Andy Jassy, PDG d'Amazon, a contacté de hauts responsables de l'administration Trump cette semaine pour signaler des risques de sécurité liés aux modèles les plus avancés d'Anthropic. Ces échanges, tenus dans les derniers jours, ont directement contribué à déclencher, vendredi soir, de nouvelles restrictions à l'exportation visant deux modèles d'Anthropic : Claude Mythos 5 et Fable 5. Ces mesures, justifiées par des préoccupations de sécurité nationale, suspendent l'accès à ces modèles pour les ressortissants étrangers. Pour se conformer aux nouvelles règles, Anthropic a choisi de couper l'accès à l'ensemble de ses clients, sans distinction de nationalité. La démarche d'Andy Jassy est particulièrement notable : Amazon est à la fois l'un des plus grands investisseurs d'Anthropic et l'un de ses principaux partenaires commerciaux, notamment via AWS. Qu'un allié stratégique soulève lui-même des alertes de sécurité auprès du gouvernement témoigne de la sensibilité exceptionnelle des capacités de ces modèles de dernière génération. L'impact commercial est immédiat pour Anthropic, qui se trouve contrainte de bloquer un accès mondial à ses produits phares pour respecter le cadre réglementaire.

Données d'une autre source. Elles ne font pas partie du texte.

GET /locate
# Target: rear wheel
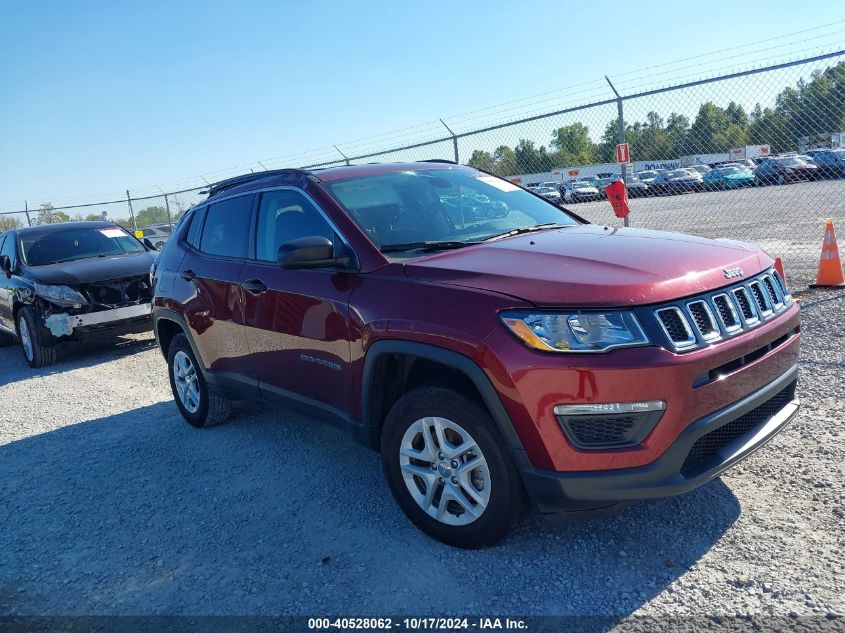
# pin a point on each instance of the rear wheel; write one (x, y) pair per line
(448, 470)
(36, 353)
(200, 406)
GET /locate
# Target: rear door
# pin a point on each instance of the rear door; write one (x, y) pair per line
(297, 320)
(7, 244)
(209, 280)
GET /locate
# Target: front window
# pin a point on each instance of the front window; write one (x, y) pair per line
(56, 245)
(459, 206)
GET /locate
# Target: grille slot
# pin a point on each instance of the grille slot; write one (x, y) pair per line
(675, 325)
(745, 307)
(727, 312)
(775, 296)
(703, 319)
(760, 297)
(703, 452)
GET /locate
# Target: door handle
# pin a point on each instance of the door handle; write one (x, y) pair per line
(255, 286)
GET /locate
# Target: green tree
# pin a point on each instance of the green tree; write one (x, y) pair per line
(9, 222)
(505, 161)
(482, 160)
(572, 145)
(47, 214)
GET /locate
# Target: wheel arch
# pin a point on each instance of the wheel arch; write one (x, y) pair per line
(406, 365)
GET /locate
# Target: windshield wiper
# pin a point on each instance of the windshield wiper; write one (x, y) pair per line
(425, 246)
(527, 229)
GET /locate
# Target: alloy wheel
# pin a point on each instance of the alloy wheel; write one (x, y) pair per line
(445, 471)
(185, 379)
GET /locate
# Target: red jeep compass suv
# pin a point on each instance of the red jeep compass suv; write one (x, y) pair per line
(494, 348)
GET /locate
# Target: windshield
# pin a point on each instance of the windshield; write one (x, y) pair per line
(55, 245)
(460, 206)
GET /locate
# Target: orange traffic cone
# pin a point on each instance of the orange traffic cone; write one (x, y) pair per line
(779, 268)
(830, 266)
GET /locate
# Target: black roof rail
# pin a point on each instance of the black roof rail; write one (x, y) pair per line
(223, 185)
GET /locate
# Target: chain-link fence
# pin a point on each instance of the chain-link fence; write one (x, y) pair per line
(756, 155)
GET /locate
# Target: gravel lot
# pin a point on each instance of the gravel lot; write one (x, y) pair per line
(112, 505)
(786, 221)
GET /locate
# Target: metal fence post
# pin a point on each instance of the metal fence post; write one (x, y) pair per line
(131, 212)
(621, 121)
(454, 140)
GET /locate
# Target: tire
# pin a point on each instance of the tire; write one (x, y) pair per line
(29, 334)
(486, 501)
(200, 406)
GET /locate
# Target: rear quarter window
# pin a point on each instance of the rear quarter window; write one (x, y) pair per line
(225, 232)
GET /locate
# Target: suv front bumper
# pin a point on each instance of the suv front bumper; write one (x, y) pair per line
(672, 473)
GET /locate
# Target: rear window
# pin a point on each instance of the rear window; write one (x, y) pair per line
(55, 245)
(225, 232)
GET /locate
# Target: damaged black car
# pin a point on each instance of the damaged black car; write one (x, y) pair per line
(65, 282)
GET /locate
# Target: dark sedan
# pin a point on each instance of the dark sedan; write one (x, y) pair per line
(676, 181)
(783, 169)
(831, 163)
(62, 282)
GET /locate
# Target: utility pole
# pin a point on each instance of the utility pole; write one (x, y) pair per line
(454, 140)
(131, 212)
(624, 166)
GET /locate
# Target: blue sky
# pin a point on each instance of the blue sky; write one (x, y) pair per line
(96, 98)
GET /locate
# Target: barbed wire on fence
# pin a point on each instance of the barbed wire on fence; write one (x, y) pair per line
(790, 106)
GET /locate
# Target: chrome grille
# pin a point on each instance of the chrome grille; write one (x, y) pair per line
(706, 319)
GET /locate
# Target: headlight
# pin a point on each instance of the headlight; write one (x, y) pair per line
(61, 295)
(575, 331)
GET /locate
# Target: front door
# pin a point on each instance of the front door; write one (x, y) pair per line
(209, 279)
(297, 321)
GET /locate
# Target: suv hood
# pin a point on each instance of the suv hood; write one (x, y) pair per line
(593, 266)
(86, 271)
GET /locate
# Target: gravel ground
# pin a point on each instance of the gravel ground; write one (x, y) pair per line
(786, 221)
(112, 505)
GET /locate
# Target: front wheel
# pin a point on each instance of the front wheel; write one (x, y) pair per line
(200, 406)
(36, 353)
(448, 470)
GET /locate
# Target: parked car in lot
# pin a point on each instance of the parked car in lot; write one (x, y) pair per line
(530, 356)
(647, 177)
(549, 193)
(676, 181)
(580, 191)
(158, 235)
(701, 169)
(831, 163)
(729, 177)
(783, 169)
(63, 282)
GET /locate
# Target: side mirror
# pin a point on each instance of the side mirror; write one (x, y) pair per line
(308, 252)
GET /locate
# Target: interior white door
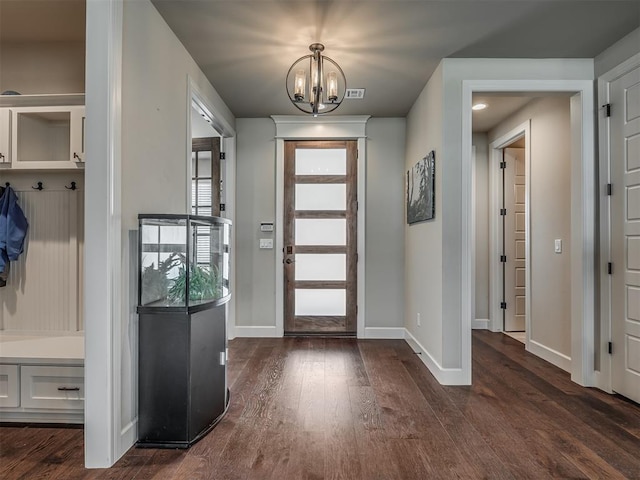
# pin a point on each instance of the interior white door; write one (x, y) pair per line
(625, 233)
(514, 238)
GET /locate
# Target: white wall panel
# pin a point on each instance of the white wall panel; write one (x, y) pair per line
(43, 289)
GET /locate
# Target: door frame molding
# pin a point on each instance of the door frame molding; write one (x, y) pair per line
(495, 271)
(583, 215)
(294, 127)
(603, 375)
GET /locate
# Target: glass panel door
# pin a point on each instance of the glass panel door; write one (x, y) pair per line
(320, 237)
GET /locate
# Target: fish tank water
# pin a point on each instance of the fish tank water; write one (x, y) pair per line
(183, 261)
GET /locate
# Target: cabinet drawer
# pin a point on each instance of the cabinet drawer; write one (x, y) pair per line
(52, 387)
(9, 387)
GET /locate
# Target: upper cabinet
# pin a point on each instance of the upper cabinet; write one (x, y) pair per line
(42, 137)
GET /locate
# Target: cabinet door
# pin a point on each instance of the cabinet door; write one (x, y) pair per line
(47, 137)
(5, 136)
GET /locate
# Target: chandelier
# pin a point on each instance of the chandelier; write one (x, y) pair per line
(324, 93)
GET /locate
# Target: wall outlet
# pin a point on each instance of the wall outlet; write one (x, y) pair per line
(266, 243)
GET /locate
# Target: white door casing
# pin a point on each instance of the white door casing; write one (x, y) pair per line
(515, 241)
(625, 233)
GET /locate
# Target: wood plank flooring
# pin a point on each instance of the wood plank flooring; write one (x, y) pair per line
(314, 408)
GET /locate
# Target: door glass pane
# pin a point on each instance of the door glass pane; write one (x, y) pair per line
(204, 164)
(321, 302)
(321, 231)
(321, 266)
(321, 161)
(321, 196)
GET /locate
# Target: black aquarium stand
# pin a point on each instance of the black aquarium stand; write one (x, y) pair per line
(182, 374)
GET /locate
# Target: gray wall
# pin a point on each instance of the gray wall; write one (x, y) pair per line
(42, 67)
(384, 241)
(481, 206)
(617, 53)
(550, 207)
(384, 236)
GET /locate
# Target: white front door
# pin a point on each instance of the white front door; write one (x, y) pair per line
(625, 234)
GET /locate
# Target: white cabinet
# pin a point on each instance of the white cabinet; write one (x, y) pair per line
(9, 386)
(52, 387)
(46, 138)
(41, 393)
(5, 137)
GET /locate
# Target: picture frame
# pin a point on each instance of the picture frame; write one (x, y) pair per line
(421, 193)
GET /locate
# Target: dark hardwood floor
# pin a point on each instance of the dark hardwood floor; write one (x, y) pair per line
(313, 408)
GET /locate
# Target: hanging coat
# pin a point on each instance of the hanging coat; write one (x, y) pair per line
(13, 229)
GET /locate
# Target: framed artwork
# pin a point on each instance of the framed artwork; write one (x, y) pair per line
(421, 190)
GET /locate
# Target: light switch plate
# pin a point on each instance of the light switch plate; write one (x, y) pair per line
(266, 243)
(558, 245)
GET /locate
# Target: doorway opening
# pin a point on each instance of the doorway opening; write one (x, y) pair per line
(320, 237)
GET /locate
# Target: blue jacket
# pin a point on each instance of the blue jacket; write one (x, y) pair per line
(13, 228)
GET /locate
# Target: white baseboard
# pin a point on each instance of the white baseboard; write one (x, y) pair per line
(480, 324)
(558, 359)
(444, 376)
(389, 333)
(255, 332)
(128, 436)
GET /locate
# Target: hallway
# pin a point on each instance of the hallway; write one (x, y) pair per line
(339, 408)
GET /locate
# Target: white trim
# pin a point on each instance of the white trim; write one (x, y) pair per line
(603, 377)
(256, 332)
(299, 127)
(495, 272)
(550, 355)
(388, 333)
(583, 200)
(480, 324)
(444, 376)
(103, 232)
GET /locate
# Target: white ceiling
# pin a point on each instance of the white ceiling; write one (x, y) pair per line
(388, 47)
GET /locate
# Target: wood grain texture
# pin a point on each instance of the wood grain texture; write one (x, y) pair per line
(341, 408)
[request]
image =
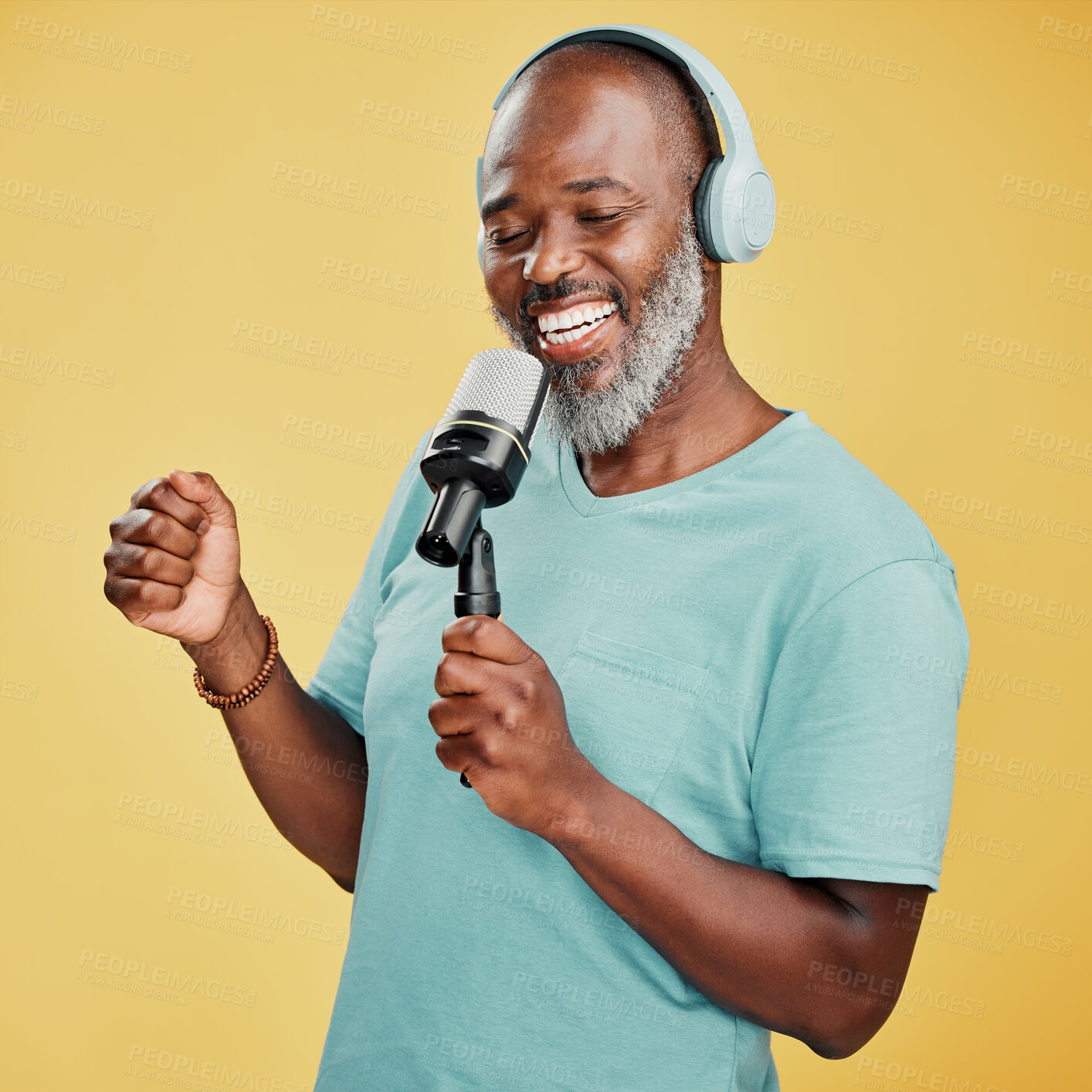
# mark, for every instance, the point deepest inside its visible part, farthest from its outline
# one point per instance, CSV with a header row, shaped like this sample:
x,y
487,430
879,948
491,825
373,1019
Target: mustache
x,y
566,287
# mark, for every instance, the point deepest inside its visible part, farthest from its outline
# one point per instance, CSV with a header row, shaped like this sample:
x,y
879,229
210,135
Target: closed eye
x,y
588,219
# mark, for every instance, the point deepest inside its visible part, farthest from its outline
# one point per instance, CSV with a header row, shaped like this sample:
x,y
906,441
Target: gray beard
x,y
672,308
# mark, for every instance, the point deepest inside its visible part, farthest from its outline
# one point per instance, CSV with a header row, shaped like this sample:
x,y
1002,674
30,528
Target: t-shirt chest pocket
x,y
628,709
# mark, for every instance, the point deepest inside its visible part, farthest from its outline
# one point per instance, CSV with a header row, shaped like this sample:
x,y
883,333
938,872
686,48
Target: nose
x,y
554,255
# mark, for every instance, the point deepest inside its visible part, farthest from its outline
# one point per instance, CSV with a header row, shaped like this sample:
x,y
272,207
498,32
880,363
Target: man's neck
x,y
709,415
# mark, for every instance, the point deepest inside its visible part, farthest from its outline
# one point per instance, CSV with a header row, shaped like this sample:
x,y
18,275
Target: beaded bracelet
x,y
251,690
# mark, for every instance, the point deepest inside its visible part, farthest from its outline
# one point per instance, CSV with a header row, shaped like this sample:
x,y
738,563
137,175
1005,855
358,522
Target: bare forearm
x,y
306,765
748,938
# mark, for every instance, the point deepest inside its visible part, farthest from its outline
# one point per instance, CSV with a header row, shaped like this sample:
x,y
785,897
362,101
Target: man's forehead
x,y
605,141
588,110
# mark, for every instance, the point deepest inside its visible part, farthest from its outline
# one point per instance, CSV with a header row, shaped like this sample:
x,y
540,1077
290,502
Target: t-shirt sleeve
x,y
342,674
852,775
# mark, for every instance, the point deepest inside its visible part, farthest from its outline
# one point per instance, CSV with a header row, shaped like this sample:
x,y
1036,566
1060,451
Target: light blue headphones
x,y
734,205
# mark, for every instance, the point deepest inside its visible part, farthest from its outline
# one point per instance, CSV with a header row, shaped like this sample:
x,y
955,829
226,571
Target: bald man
x,y
710,743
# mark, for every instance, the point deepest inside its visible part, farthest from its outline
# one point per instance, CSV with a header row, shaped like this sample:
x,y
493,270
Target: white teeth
x,y
561,327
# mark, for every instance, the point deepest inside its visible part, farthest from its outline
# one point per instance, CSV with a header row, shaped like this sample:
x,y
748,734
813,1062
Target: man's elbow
x,y
843,1039
345,883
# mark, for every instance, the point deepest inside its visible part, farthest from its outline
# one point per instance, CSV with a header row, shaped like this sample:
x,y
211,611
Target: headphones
x,y
734,205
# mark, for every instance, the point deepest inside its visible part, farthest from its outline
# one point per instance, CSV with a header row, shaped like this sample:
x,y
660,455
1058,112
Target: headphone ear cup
x,y
702,213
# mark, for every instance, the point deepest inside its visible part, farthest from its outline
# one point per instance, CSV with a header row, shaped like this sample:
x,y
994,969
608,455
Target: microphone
x,y
480,449
475,459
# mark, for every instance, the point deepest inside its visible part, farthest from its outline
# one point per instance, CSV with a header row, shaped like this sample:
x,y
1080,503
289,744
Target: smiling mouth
x,y
572,326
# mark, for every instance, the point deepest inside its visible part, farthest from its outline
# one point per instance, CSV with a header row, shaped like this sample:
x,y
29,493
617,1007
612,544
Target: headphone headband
x,y
734,202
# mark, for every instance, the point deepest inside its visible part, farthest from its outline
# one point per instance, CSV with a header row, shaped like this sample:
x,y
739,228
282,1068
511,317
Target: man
x,y
730,670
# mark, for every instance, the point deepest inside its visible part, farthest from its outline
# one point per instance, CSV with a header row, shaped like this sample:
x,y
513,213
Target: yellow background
x,y
140,364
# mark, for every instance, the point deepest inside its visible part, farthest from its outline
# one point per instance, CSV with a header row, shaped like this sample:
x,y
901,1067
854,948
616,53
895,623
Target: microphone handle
x,y
477,585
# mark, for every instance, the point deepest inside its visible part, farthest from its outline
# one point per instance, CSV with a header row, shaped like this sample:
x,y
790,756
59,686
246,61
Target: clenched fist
x,y
173,566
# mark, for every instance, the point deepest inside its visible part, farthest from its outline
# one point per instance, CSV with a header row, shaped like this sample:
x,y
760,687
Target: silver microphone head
x,y
506,384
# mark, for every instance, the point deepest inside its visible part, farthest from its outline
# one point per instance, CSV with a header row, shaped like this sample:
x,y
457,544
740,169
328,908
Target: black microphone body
x,y
475,460
479,451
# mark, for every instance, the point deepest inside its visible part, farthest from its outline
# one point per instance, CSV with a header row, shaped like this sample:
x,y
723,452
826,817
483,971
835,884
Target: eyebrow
x,y
578,186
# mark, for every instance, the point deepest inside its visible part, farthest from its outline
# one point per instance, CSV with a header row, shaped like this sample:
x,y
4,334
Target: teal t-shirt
x,y
769,652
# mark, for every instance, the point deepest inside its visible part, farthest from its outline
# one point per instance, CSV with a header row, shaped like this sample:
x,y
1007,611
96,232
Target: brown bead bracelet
x,y
251,690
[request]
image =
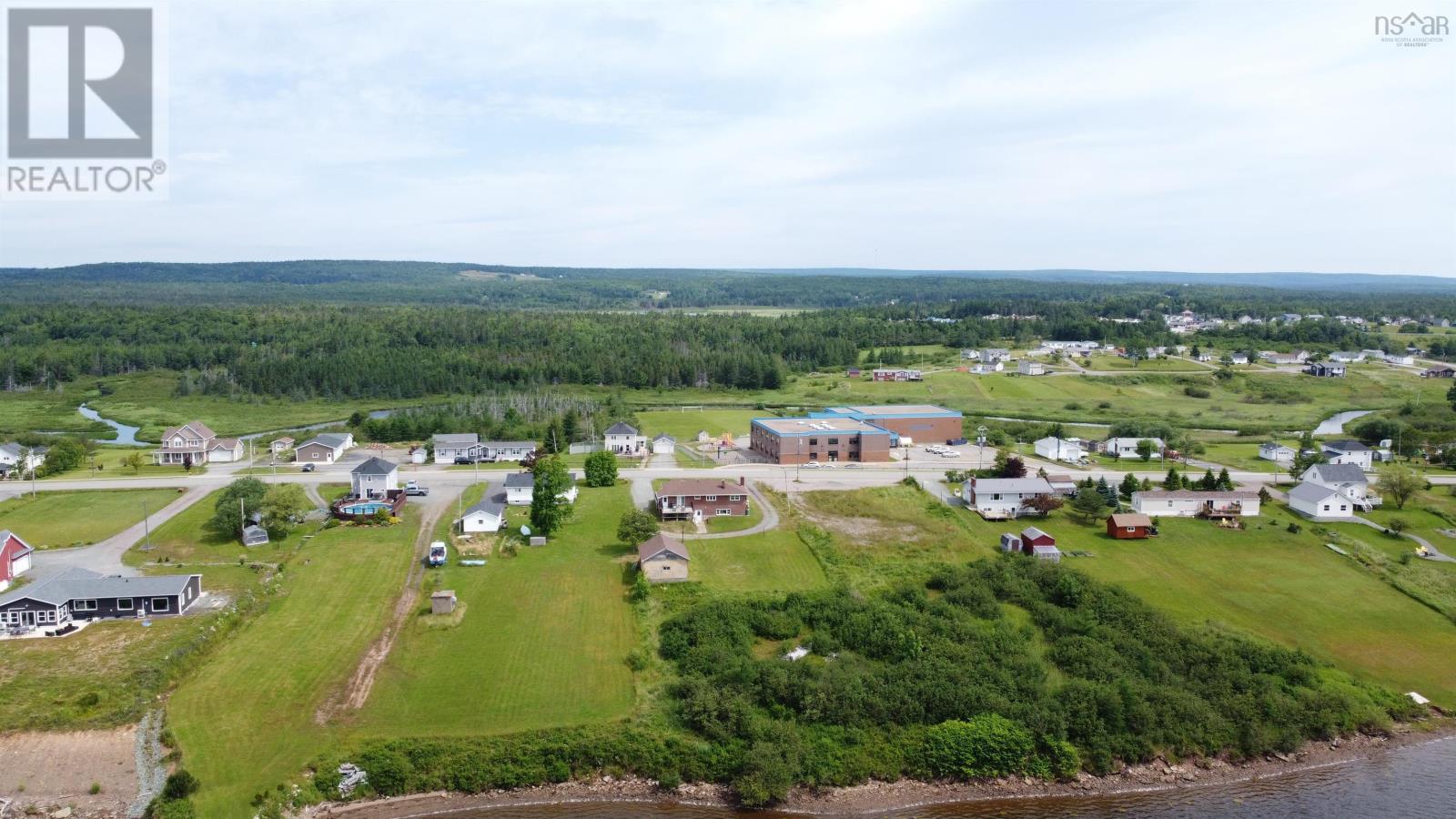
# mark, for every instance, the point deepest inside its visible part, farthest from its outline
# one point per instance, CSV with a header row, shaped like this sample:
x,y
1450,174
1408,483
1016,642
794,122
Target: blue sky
x,y
1222,136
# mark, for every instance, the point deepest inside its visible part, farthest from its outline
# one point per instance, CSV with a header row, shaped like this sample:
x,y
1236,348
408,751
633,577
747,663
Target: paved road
x,y
106,557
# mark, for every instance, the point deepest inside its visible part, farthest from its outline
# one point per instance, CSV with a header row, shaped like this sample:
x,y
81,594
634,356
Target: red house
x,y
701,497
15,557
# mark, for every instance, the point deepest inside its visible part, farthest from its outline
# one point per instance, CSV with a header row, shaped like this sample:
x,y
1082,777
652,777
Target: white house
x,y
194,443
451,446
1347,480
625,439
997,499
1278,452
1320,501
485,516
1060,450
1346,450
373,479
521,486
11,458
1127,448
324,448
1190,503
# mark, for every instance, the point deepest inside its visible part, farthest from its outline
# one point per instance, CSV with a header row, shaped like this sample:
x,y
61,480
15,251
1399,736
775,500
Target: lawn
x,y
247,720
186,540
542,642
768,561
79,518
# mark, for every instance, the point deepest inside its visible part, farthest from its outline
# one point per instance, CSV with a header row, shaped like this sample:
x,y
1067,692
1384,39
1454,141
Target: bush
x,y
987,745
179,784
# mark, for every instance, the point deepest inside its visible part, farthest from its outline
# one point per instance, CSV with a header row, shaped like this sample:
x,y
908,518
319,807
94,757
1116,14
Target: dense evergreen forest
x,y
410,329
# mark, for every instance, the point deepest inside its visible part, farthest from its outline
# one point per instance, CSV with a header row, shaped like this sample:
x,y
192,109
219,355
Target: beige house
x,y
662,560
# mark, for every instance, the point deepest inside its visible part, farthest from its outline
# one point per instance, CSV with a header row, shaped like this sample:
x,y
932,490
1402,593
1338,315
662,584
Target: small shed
x,y
441,602
662,560
1128,526
1033,537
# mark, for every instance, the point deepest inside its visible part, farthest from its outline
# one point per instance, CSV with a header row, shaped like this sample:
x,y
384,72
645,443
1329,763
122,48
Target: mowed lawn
x,y
245,720
72,519
542,643
768,561
1286,588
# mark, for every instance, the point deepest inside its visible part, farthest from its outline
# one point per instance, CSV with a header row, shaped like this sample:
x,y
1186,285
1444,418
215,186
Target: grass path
x,y
247,720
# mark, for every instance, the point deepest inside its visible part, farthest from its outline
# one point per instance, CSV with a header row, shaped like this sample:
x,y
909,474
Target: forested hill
x,y
594,288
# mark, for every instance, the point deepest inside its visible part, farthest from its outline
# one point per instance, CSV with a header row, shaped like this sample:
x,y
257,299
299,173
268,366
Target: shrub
x,y
987,745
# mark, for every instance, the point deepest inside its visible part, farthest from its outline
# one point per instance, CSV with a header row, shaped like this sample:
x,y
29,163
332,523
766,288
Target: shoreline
x,y
880,797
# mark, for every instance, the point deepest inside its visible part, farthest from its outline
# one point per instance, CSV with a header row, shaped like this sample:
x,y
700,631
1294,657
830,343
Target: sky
x,y
1225,136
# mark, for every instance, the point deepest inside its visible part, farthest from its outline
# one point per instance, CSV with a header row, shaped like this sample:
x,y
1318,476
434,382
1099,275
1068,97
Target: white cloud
x,y
1171,136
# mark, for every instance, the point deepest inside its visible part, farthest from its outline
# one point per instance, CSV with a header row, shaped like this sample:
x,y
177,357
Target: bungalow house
x,y
1320,501
1060,450
521,487
194,443
451,446
1062,484
15,557
662,560
324,448
1346,450
507,450
1191,503
84,595
485,516
997,499
14,453
375,479
1128,526
701,497
625,439
1126,448
1347,480
1278,452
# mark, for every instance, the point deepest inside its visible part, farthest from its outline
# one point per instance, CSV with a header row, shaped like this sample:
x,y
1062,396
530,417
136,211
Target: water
x,y
1407,783
1336,424
126,436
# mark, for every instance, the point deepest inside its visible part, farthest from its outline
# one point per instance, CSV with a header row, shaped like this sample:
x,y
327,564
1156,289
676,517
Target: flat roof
x,y
813,426
892,410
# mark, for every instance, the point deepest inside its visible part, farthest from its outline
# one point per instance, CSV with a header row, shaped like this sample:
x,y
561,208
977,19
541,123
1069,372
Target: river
x,y
1416,782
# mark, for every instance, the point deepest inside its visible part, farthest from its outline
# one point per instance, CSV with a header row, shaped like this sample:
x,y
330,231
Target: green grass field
x,y
543,639
247,720
69,519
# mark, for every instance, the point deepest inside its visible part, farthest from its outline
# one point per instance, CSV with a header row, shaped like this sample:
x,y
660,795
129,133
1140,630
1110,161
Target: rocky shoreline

Cet épisode s'inscrit dans une tension croissante entre l'essor des modèles d'IA frontier et les impératifs de contrôle technologique des États-Unis face à des puissances concurrentes, notamment la Chine. Washington cherche depuis plusieurs années à encadrer l'exportation des technologies d'IA les plus performantes. Cette décision marque une escalade inédite : pour la première fois, des modèles commerciaux grand public se retrouvent soumis à des restrictions comparables à celles appliquées aux logiciels militaires ou aux semi-conducteurs avancés.

UELes entreprises et développeurs européens utilisant les API Anthropic sont directement impactés : l'accès à Claude Mythos 5 et Fable 5 a été suspendu pour l'ensemble des clients mondiaux, les forçant à migrer vers des alternatives ou à suspendre leurs services dépendants de ces modèles.

💬 Que ce soit Amazon lui-même qui ait alerté l'administration Trump sur les capacités d'Anthropic, c'est le signal le plus clair qu'on ait eu que ces modèles jouent dans une autre catégorie. Et là c'est officiel : des modèles commerciaux grand public traités comme des logiciels militaires à l'export. Pour les devs européens qui utilisaient ces API, la leçon est dure mais simple : une dépendance critique sur une infrastructure américaine, ça se débranche.